Rust doesn't really do "native" UTF-8 any more than C does. Try getting a substring of characters 5 through 10 of a Rust String not knowing if some of the characters before the tenth are non-ASCII unicode codepoints.
I was a little surprised by how bad it is in that area. I know they're going for "As efficient as C", but cmon man, strings using byte indexing?
There are a few ways to do it. The most common is to use the chars() method, which gives you an iterator over characters. So, for your example, something like "s.chars().skip(5).take(5).collect()". If you really need to do heavy unicode text manipulation (e.g. you're writing a text editor or something), you probably want to use some of the available crates, e.g. unicode-segmentation.

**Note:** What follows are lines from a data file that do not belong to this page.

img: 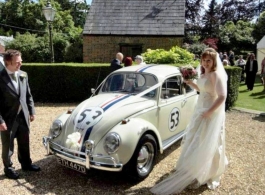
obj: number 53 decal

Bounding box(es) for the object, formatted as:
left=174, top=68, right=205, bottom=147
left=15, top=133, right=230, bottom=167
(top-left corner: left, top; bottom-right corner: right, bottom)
left=168, top=108, right=180, bottom=131
left=74, top=107, right=104, bottom=131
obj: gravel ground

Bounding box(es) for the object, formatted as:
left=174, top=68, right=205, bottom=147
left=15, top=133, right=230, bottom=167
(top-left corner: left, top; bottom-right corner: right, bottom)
left=0, top=104, right=265, bottom=195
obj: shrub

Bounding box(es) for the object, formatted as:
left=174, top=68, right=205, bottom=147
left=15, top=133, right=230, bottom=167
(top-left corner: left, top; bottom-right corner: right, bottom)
left=142, top=46, right=193, bottom=64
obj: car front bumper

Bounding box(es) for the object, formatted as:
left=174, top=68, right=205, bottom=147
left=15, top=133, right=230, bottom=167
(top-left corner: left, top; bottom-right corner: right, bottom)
left=43, top=136, right=123, bottom=172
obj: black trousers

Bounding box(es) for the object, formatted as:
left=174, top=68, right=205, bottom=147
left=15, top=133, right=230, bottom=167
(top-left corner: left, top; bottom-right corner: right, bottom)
left=1, top=111, right=32, bottom=168
left=246, top=72, right=256, bottom=90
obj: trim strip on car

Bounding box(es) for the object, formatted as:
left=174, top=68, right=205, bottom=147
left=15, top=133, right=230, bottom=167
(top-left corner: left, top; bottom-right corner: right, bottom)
left=43, top=137, right=123, bottom=172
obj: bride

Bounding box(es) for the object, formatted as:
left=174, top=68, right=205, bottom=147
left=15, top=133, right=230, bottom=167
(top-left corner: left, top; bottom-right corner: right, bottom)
left=151, top=48, right=228, bottom=195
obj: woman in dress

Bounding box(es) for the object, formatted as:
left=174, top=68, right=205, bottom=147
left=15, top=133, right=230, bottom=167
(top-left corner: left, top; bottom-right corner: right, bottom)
left=151, top=48, right=228, bottom=195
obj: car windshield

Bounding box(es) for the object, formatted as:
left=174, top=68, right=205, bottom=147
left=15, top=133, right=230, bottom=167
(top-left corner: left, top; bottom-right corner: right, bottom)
left=102, top=72, right=157, bottom=96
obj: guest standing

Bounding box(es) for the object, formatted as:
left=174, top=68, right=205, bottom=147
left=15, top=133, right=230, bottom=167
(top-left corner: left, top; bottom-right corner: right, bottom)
left=0, top=50, right=40, bottom=179
left=110, top=52, right=123, bottom=71
left=261, top=57, right=265, bottom=91
left=245, top=53, right=258, bottom=91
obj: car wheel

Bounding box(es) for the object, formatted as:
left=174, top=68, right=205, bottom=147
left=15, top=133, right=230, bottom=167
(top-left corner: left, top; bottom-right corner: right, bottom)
left=127, top=134, right=157, bottom=180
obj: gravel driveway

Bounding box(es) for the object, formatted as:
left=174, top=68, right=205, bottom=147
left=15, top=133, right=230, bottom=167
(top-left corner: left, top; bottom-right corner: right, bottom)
left=0, top=104, right=265, bottom=195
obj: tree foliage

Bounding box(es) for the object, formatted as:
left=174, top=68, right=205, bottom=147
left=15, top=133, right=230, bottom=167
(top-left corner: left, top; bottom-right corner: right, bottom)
left=0, top=0, right=82, bottom=62
left=219, top=20, right=255, bottom=51
left=142, top=46, right=194, bottom=64
left=252, top=12, right=265, bottom=43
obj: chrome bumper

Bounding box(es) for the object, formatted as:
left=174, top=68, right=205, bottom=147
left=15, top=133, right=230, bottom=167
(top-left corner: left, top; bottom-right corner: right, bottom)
left=42, top=136, right=123, bottom=172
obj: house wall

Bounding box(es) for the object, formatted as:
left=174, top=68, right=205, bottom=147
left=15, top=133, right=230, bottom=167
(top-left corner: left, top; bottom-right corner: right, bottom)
left=0, top=45, right=5, bottom=53
left=83, top=35, right=183, bottom=63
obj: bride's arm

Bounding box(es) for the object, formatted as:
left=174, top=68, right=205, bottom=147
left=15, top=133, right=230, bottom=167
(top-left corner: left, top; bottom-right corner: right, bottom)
left=183, top=80, right=200, bottom=91
left=202, top=72, right=227, bottom=118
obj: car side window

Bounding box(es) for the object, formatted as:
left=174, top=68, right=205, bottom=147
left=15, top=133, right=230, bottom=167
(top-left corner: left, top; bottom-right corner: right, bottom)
left=182, top=83, right=194, bottom=93
left=161, top=76, right=182, bottom=99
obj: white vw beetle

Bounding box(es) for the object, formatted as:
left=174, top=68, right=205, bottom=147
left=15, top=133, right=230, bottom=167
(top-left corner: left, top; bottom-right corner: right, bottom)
left=43, top=65, right=197, bottom=179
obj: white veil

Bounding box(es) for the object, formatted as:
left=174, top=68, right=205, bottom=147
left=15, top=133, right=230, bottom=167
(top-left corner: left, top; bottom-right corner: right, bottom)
left=151, top=50, right=227, bottom=195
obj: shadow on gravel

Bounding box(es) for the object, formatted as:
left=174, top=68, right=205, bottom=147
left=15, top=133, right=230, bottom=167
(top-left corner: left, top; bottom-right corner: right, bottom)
left=252, top=112, right=265, bottom=122
left=0, top=138, right=210, bottom=195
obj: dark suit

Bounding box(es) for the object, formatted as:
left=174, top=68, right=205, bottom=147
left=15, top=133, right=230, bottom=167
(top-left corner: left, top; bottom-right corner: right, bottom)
left=0, top=69, right=35, bottom=168
left=110, top=59, right=122, bottom=71
left=245, top=60, right=258, bottom=90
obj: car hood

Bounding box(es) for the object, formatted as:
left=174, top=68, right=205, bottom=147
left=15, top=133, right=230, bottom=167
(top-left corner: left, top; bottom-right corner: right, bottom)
left=61, top=94, right=156, bottom=150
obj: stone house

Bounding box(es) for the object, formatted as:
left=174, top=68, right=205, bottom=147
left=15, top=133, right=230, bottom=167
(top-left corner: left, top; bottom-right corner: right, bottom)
left=0, top=36, right=14, bottom=53
left=83, top=0, right=185, bottom=63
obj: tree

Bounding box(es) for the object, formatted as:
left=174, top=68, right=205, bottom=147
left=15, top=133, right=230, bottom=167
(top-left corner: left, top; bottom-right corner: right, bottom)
left=252, top=12, right=265, bottom=43
left=202, top=0, right=220, bottom=38
left=218, top=20, right=255, bottom=52
left=56, top=0, right=90, bottom=28
left=220, top=0, right=258, bottom=24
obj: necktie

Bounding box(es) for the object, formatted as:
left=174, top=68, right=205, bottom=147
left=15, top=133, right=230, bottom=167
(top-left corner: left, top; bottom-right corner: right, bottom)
left=10, top=73, right=17, bottom=82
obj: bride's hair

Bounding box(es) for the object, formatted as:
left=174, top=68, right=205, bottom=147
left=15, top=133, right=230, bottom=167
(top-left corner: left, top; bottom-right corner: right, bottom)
left=201, top=48, right=217, bottom=74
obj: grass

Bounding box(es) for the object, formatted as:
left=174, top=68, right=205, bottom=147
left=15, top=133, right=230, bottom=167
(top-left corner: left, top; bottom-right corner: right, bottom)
left=235, top=75, right=265, bottom=112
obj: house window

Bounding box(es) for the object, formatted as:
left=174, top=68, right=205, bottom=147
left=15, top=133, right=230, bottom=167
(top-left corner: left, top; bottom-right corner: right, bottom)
left=120, top=44, right=143, bottom=60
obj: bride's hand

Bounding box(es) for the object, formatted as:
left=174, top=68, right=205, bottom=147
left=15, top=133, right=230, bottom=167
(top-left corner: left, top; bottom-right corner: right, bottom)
left=183, top=79, right=193, bottom=85
left=201, top=111, right=212, bottom=118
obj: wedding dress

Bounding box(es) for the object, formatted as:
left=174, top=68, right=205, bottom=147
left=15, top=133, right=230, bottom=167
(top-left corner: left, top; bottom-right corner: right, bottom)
left=151, top=73, right=228, bottom=195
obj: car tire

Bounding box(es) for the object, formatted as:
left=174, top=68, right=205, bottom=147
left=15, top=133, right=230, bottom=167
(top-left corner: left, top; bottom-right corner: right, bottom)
left=125, top=134, right=157, bottom=180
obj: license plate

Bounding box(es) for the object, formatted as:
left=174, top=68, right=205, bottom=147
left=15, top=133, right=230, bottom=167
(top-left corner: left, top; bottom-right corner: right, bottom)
left=57, top=157, right=86, bottom=174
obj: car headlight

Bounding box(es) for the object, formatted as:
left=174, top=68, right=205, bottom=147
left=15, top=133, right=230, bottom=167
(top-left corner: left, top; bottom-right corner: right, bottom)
left=104, top=133, right=121, bottom=154
left=51, top=120, right=63, bottom=138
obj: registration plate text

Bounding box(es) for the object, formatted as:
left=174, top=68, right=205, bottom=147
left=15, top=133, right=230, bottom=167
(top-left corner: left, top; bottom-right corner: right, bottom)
left=57, top=157, right=86, bottom=174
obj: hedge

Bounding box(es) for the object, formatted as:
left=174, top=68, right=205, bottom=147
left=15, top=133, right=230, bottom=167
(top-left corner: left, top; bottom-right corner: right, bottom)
left=22, top=64, right=241, bottom=110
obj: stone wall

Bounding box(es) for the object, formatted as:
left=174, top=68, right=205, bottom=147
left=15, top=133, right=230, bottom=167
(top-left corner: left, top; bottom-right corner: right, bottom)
left=83, top=35, right=183, bottom=63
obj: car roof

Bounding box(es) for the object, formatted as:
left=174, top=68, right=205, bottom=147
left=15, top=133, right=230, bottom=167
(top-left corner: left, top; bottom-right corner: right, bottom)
left=115, top=64, right=180, bottom=81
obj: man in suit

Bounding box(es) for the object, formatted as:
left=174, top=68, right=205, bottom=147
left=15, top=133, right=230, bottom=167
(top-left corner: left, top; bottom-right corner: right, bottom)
left=0, top=50, right=40, bottom=179
left=245, top=53, right=258, bottom=91
left=110, top=52, right=123, bottom=71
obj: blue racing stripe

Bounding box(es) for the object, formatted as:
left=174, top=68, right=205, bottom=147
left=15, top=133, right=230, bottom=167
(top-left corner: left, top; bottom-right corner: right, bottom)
left=103, top=95, right=131, bottom=111
left=139, top=66, right=152, bottom=72
left=81, top=126, right=94, bottom=152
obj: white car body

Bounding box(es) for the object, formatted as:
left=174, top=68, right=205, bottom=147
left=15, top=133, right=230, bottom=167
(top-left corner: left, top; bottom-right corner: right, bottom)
left=43, top=65, right=198, bottom=179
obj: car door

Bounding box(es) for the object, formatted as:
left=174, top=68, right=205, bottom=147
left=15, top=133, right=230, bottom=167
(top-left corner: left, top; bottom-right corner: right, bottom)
left=158, top=75, right=188, bottom=141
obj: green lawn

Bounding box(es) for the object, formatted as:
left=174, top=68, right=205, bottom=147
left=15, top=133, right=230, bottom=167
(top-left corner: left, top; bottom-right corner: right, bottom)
left=235, top=75, right=265, bottom=111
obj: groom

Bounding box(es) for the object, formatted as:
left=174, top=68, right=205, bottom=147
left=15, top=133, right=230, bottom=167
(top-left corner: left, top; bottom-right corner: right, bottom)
left=0, top=50, right=40, bottom=179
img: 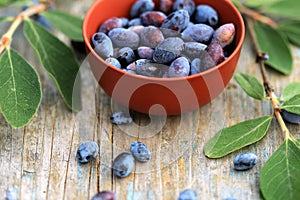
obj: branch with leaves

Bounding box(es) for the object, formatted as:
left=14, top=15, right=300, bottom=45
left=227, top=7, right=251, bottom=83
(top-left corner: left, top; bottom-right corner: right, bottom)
left=0, top=0, right=83, bottom=128
left=204, top=0, right=300, bottom=200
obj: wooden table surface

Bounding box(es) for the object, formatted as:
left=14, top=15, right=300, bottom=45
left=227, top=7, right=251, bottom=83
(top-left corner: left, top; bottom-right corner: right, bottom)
left=0, top=0, right=300, bottom=200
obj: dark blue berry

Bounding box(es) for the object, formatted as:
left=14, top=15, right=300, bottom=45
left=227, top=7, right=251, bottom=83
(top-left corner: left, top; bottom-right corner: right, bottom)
left=112, top=152, right=134, bottom=178
left=153, top=37, right=184, bottom=64
left=173, top=0, right=195, bottom=16
left=182, top=24, right=214, bottom=44
left=118, top=47, right=135, bottom=64
left=130, top=0, right=154, bottom=19
left=108, top=28, right=140, bottom=49
left=92, top=32, right=114, bottom=59
left=105, top=57, right=122, bottom=69
left=161, top=10, right=190, bottom=32
left=127, top=59, right=169, bottom=78
left=98, top=17, right=123, bottom=34
left=280, top=109, right=300, bottom=124
left=91, top=190, right=117, bottom=200
left=178, top=189, right=198, bottom=200
left=76, top=142, right=99, bottom=163
left=140, top=11, right=167, bottom=27
left=233, top=152, right=258, bottom=171
left=128, top=18, right=142, bottom=27
left=168, top=57, right=190, bottom=78
left=195, top=5, right=219, bottom=26
left=130, top=142, right=151, bottom=162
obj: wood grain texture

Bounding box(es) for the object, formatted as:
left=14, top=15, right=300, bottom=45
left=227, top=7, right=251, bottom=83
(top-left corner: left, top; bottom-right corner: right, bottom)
left=0, top=0, right=300, bottom=200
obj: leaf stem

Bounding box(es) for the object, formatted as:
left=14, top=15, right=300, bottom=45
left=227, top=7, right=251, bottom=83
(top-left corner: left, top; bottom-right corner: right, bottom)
left=239, top=4, right=278, bottom=28
left=247, top=17, right=292, bottom=139
left=0, top=2, right=50, bottom=55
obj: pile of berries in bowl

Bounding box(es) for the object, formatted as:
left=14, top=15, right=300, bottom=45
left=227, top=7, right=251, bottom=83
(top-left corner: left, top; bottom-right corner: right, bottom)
left=83, top=0, right=244, bottom=115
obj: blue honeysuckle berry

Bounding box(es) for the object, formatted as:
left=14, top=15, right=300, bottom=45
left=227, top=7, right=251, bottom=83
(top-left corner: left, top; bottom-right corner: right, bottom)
left=280, top=109, right=300, bottom=124
left=194, top=5, right=219, bottom=26
left=112, top=152, right=134, bottom=178
left=76, top=141, right=99, bottom=163
left=130, top=142, right=151, bottom=162
left=233, top=152, right=258, bottom=171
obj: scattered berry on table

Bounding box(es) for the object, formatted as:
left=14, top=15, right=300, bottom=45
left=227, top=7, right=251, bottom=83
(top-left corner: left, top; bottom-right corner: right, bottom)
left=173, top=0, right=195, bottom=16
left=280, top=109, right=300, bottom=124
left=110, top=111, right=132, bottom=124
left=76, top=141, right=99, bottom=163
left=233, top=152, right=258, bottom=171
left=112, top=152, right=134, bottom=178
left=130, top=142, right=151, bottom=162
left=91, top=190, right=117, bottom=200
left=130, top=0, right=154, bottom=18
left=92, top=32, right=114, bottom=59
left=178, top=189, right=198, bottom=200
left=194, top=5, right=219, bottom=26
left=182, top=24, right=214, bottom=44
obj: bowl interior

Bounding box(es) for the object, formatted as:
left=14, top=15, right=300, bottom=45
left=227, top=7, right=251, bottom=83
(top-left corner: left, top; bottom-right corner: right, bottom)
left=83, top=0, right=245, bottom=115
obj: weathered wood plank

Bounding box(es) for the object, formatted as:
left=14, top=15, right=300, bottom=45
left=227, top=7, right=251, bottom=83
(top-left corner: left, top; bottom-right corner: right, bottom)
left=0, top=0, right=300, bottom=200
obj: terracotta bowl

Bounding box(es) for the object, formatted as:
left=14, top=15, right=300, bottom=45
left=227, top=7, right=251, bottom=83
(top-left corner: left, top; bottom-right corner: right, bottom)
left=83, top=0, right=245, bottom=115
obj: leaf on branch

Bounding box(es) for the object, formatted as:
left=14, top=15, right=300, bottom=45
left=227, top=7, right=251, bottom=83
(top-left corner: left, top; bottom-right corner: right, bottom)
left=254, top=22, right=293, bottom=75
left=0, top=49, right=42, bottom=128
left=41, top=10, right=83, bottom=41
left=234, top=73, right=265, bottom=100
left=279, top=21, right=300, bottom=46
left=279, top=94, right=300, bottom=115
left=204, top=116, right=272, bottom=158
left=260, top=139, right=300, bottom=200
left=280, top=82, right=300, bottom=101
left=24, top=19, right=81, bottom=111
left=262, top=0, right=300, bottom=20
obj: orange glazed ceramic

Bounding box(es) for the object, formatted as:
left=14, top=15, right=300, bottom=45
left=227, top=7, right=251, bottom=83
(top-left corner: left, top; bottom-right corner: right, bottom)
left=83, top=0, right=245, bottom=115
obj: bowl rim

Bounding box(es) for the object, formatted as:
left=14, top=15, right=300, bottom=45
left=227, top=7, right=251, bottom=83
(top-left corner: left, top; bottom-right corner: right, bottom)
left=82, top=0, right=245, bottom=82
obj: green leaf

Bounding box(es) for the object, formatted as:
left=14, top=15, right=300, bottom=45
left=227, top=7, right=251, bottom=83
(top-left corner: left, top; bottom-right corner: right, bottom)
left=41, top=10, right=83, bottom=41
left=243, top=0, right=281, bottom=7
left=234, top=73, right=264, bottom=100
left=260, top=139, right=300, bottom=200
left=0, top=49, right=42, bottom=128
left=279, top=94, right=300, bottom=115
left=262, top=0, right=300, bottom=19
left=24, top=19, right=81, bottom=111
left=204, top=116, right=272, bottom=158
left=280, top=82, right=300, bottom=101
left=279, top=21, right=300, bottom=46
left=0, top=17, right=14, bottom=23
left=254, top=22, right=293, bottom=74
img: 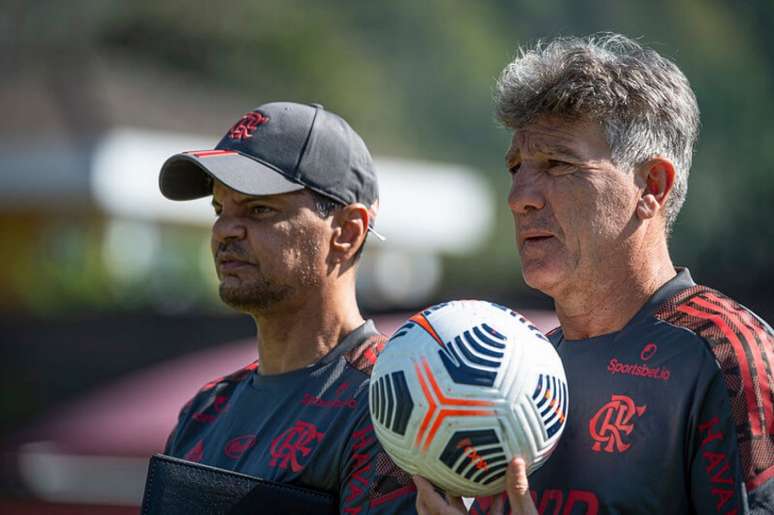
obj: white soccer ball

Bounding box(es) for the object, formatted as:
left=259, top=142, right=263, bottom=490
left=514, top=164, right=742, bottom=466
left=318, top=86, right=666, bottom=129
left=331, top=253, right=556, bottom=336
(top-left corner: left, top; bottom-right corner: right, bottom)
left=369, top=300, right=568, bottom=496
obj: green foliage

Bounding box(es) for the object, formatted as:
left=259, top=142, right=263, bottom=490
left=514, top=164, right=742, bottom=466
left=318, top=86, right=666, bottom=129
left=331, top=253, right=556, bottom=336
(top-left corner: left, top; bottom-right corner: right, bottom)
left=7, top=0, right=774, bottom=314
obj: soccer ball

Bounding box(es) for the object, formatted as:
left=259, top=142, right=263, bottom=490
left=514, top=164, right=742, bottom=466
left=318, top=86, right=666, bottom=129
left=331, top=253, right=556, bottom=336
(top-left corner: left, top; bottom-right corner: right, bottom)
left=369, top=300, right=568, bottom=496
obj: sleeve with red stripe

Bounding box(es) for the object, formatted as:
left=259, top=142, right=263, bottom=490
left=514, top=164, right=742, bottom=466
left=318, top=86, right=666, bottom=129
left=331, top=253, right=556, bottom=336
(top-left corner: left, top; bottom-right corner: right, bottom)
left=656, top=286, right=774, bottom=513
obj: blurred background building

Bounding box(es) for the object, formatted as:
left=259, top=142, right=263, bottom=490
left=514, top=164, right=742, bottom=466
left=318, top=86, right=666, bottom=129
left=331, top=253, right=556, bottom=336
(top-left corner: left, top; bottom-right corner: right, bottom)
left=0, top=0, right=774, bottom=513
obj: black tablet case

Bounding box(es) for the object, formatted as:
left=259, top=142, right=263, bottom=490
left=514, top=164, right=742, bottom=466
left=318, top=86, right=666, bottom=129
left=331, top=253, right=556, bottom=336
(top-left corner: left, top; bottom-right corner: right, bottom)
left=141, top=454, right=338, bottom=515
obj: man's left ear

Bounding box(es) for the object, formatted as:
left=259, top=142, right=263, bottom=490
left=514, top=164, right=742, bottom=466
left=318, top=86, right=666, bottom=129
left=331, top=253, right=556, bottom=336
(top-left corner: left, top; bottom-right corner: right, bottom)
left=331, top=204, right=370, bottom=261
left=637, top=157, right=675, bottom=220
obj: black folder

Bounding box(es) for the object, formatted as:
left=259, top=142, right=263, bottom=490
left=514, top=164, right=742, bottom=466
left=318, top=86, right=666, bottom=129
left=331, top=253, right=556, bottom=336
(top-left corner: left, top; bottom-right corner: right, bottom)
left=141, top=454, right=338, bottom=515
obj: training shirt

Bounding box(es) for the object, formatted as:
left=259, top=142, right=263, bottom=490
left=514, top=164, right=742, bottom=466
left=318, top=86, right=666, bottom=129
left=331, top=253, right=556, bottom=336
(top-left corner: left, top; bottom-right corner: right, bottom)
left=165, top=321, right=415, bottom=514
left=473, top=269, right=774, bottom=515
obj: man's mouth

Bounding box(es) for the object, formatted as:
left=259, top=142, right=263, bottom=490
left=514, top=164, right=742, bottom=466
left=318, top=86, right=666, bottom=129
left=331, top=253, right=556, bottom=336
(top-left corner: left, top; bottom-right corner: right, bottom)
left=522, top=233, right=554, bottom=250
left=218, top=258, right=254, bottom=272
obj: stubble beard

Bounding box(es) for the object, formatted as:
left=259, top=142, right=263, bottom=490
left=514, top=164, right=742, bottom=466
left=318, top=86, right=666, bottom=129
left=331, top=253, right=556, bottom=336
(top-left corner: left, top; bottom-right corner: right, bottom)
left=218, top=277, right=295, bottom=313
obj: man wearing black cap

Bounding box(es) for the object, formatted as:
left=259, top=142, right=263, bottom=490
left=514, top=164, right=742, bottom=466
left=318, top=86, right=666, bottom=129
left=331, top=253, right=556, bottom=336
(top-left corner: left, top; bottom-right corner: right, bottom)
left=159, top=102, right=414, bottom=513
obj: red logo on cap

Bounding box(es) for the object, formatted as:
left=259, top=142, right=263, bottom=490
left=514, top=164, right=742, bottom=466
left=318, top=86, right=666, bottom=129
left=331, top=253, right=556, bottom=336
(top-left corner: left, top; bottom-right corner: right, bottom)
left=228, top=111, right=269, bottom=141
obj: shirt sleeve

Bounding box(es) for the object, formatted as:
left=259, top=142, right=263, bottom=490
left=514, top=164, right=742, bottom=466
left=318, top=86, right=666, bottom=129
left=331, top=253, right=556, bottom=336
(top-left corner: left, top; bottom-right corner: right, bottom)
left=688, top=362, right=747, bottom=515
left=339, top=411, right=416, bottom=514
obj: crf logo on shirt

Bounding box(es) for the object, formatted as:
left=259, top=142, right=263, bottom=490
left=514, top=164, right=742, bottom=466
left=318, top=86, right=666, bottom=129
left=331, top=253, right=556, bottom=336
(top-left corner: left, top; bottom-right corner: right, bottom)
left=269, top=420, right=325, bottom=472
left=228, top=111, right=269, bottom=141
left=223, top=435, right=255, bottom=460
left=589, top=394, right=646, bottom=452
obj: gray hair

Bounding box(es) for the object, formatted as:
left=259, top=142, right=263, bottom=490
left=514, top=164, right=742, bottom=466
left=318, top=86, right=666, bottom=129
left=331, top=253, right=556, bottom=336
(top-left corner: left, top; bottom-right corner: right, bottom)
left=495, top=33, right=699, bottom=235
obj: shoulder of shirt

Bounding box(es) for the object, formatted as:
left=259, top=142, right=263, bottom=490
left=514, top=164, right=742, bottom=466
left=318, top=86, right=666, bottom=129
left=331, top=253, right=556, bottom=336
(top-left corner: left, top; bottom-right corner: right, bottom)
left=192, top=360, right=258, bottom=394
left=180, top=360, right=258, bottom=414
left=344, top=333, right=387, bottom=377
left=654, top=285, right=774, bottom=491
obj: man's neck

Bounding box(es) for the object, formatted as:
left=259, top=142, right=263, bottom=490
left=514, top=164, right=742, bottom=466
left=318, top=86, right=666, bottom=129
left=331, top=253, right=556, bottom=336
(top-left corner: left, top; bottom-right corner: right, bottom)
left=554, top=247, right=676, bottom=340
left=253, top=286, right=364, bottom=375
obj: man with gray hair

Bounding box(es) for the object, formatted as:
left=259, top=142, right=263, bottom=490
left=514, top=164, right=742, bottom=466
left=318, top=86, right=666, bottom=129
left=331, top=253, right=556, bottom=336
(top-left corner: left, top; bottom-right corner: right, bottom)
left=415, top=34, right=774, bottom=514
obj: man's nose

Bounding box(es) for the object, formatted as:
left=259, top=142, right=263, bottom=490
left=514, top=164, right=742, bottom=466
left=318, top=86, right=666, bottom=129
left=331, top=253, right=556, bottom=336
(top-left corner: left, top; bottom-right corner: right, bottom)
left=508, top=166, right=546, bottom=215
left=212, top=214, right=247, bottom=243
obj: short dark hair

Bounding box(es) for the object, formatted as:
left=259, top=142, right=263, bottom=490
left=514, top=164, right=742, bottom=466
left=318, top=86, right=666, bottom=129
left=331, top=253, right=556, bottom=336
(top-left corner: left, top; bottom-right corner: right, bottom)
left=308, top=190, right=368, bottom=263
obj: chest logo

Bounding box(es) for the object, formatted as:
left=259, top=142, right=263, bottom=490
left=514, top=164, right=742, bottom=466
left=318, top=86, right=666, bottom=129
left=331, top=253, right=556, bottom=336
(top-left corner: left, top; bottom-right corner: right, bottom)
left=183, top=440, right=204, bottom=463
left=223, top=435, right=255, bottom=460
left=589, top=394, right=646, bottom=453
left=269, top=420, right=325, bottom=472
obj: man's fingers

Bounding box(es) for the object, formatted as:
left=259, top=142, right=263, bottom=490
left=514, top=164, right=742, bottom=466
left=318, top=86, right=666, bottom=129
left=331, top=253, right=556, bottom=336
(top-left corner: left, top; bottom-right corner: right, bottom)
left=446, top=494, right=468, bottom=513
left=505, top=458, right=537, bottom=515
left=412, top=476, right=467, bottom=515
left=505, top=458, right=529, bottom=496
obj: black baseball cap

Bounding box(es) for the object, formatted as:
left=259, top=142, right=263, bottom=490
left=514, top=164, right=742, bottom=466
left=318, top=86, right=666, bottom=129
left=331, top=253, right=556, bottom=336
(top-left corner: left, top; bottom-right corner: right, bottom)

Clearly, as you say, this isn't what a lot of people would consider full, native support for UTF-8. Really doing it right would impose a heavy runtime penalty on the vast majority of simple string usage that doesn't need it, so Rust compromised: If you have a &str or a String in Rust, you know that what it contains is valid UTF-8 -- which means that when you create one you're paying the validation penalty, even if you don't need it... however, the penalties scale in an unsurprising way. When you create a string from bytes, the validation is an O(n) operation, but you also have to copy the bytes, so it's already O(n). When you slice a string, the slice validation only has to check the first and last characters of the slice, so it's O(1), as you would expect slicing to be. You might not naively expect slicing to panic with a UTF-8 validation error, but you should expect that it might panic with a bounds-checking error so the fact that it might panic isn't surprising. And, of course, you can use the get() method to get Err() instead of a panic.
Full native UTF-8 support would be a lot heavier. Many common String operations would be O(n) rather than O(1) -- including indexing! The APIs would be quite confusing to people accustomed to C-style strings, too, another cost. So, Rust doesn't do that. Instead, if you want the length of a string in Unicode characters, you use s.chars().count(). If you want a substring with character offsets you use s.chars().skip(n).take(m).collect(), or similar. These operations do not look like they're O(1) which is good, because they're not. They're also not nearly as slow/heavy as they look.
Like most compromises, this one makes no one really happy, and many people will disagree that it's the right choice. But I don't really see a better option, do you? Keeping in mind that everything from device drivers and bare-metal microcontroller code to browsers and editors is included in the target space, and that having different wide and narrow string types has proven to be a bad idea.